What's funny is I have seen this. I and have told a mechanic and the Kioti dealer that I think A LOT of tractors of this vintage used the same parts. They say it may be possible or they could be slightly different. Mine does look like that. How can you be sure though? I would hate to buy it and find out it's not quit right.

Your thoughts?

Thanks


----------



## willys55

well, sometimes you have to bite the bullet, and many times I have found in the past that a bolt hole is a different size or thread pitch, or the lock to lock is different, 2 1/2 turns instead of 3 turns.....but for the most part, many of these parts are interchangeable...to give you an idea, I have a 1994 Toro Groundsmaster72 that I am parting out, well the steering columne assembly is nearly the same as the steering assembly in the international cub loboy 154..the difference is the threaded holes in the mounting flange


----------



## Blase

I am on board with what you're saying. If I only have to re-tap some holes or other minor changes it's all good. My only concern is the angle of the steering column. In Kioti's wisdom the have it going through the gas tank, so the angel has to be right. But from what I have seen I think other mfg's will work.

I finally got a dealer to take some action, after I got them the part number. The complete assembly from Kioti is $700 plus shipping. I am going to try something else first.

Thanks for your help so far.


----------



## willys55

700.00 wow...I need to start selling kioti parts


----------



## Blase

LOL! I think I found one on ebay, not shown as Kioti, but mine looks exactly like it.
$265, free shipping and returnable.

I'll let you know how it works out.


----------



## willys55




----------



## Blase




----------



## Blase

Time for an update,

I purchased a older style Kubota steering column from  Kumar BrosUSA on ebay.
The pics looked just like mine. I called them and they said it was returnable.

It was an exact match except for the pitman arm. I had to do some drilling on that.
Everything is back together and working great.

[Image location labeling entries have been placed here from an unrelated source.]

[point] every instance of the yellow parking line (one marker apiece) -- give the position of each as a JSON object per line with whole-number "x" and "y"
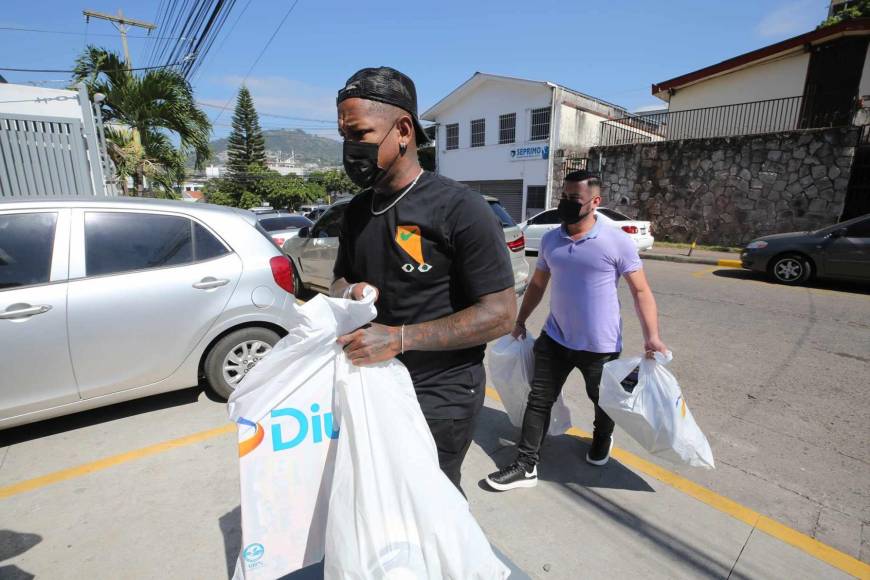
{"x": 769, "y": 526}
{"x": 703, "y": 273}
{"x": 763, "y": 523}
{"x": 99, "y": 465}
{"x": 730, "y": 263}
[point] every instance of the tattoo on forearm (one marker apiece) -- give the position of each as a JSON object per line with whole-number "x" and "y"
{"x": 490, "y": 318}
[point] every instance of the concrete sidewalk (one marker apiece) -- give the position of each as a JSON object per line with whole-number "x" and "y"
{"x": 612, "y": 522}
{"x": 724, "y": 259}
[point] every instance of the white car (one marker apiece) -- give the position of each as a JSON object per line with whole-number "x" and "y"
{"x": 639, "y": 231}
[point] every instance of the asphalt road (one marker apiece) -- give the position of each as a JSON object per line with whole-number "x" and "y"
{"x": 777, "y": 379}
{"x": 775, "y": 376}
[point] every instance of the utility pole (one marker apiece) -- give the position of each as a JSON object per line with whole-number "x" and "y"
{"x": 121, "y": 23}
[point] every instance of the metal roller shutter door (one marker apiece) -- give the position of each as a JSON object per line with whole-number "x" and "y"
{"x": 509, "y": 193}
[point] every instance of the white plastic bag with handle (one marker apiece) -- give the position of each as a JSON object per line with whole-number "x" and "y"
{"x": 654, "y": 413}
{"x": 511, "y": 369}
{"x": 287, "y": 440}
{"x": 392, "y": 512}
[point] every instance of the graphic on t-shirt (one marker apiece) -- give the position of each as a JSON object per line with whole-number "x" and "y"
{"x": 410, "y": 240}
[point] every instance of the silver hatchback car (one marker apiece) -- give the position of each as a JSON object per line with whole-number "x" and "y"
{"x": 107, "y": 300}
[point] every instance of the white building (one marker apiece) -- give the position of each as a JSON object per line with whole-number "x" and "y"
{"x": 514, "y": 138}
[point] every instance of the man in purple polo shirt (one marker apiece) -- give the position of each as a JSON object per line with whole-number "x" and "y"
{"x": 585, "y": 259}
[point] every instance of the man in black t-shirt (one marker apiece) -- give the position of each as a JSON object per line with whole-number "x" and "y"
{"x": 432, "y": 249}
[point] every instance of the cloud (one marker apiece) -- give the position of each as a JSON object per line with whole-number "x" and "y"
{"x": 790, "y": 19}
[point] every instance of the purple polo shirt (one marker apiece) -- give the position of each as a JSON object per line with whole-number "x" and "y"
{"x": 584, "y": 305}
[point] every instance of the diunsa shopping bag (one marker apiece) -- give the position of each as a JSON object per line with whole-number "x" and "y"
{"x": 287, "y": 440}
{"x": 392, "y": 512}
{"x": 511, "y": 369}
{"x": 338, "y": 462}
{"x": 654, "y": 413}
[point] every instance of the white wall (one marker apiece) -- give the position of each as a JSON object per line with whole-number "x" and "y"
{"x": 772, "y": 80}
{"x": 578, "y": 130}
{"x": 63, "y": 104}
{"x": 488, "y": 101}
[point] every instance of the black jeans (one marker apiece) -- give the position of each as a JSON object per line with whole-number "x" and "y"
{"x": 553, "y": 364}
{"x": 452, "y": 439}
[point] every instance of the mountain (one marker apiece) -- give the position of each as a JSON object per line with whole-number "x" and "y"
{"x": 308, "y": 148}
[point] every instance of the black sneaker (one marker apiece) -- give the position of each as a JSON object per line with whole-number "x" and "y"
{"x": 599, "y": 451}
{"x": 514, "y": 475}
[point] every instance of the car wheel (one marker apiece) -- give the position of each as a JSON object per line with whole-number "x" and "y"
{"x": 234, "y": 355}
{"x": 790, "y": 269}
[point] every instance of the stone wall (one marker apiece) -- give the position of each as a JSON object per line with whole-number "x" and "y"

Dealer cost for parts $700 plus shipping.
Ebay cost $265 shipping included.

What was really amazing is that when I took it apart it was obvious that
someone had been there before me.

A tooth on the sector shaft was gone and there were no top or bottom
bearings or baskets in the steering box. Some how they
magically disappeared!

I'll bet they put it back together and traded it in.

Thanks for your help Doc!


----------



## willys55

you are very welcome Blase, glad I could help


----------



## Tommy U

Blase said:


> LOL! I think I found one on ebay, not shown as Kioti, but mine looks exactly like it.
> $265, free shipping and returnable.
> 
> I'll let you know how it works out.


I am in need of same steering box. Do you know what part numnber you bought? Thanks


----------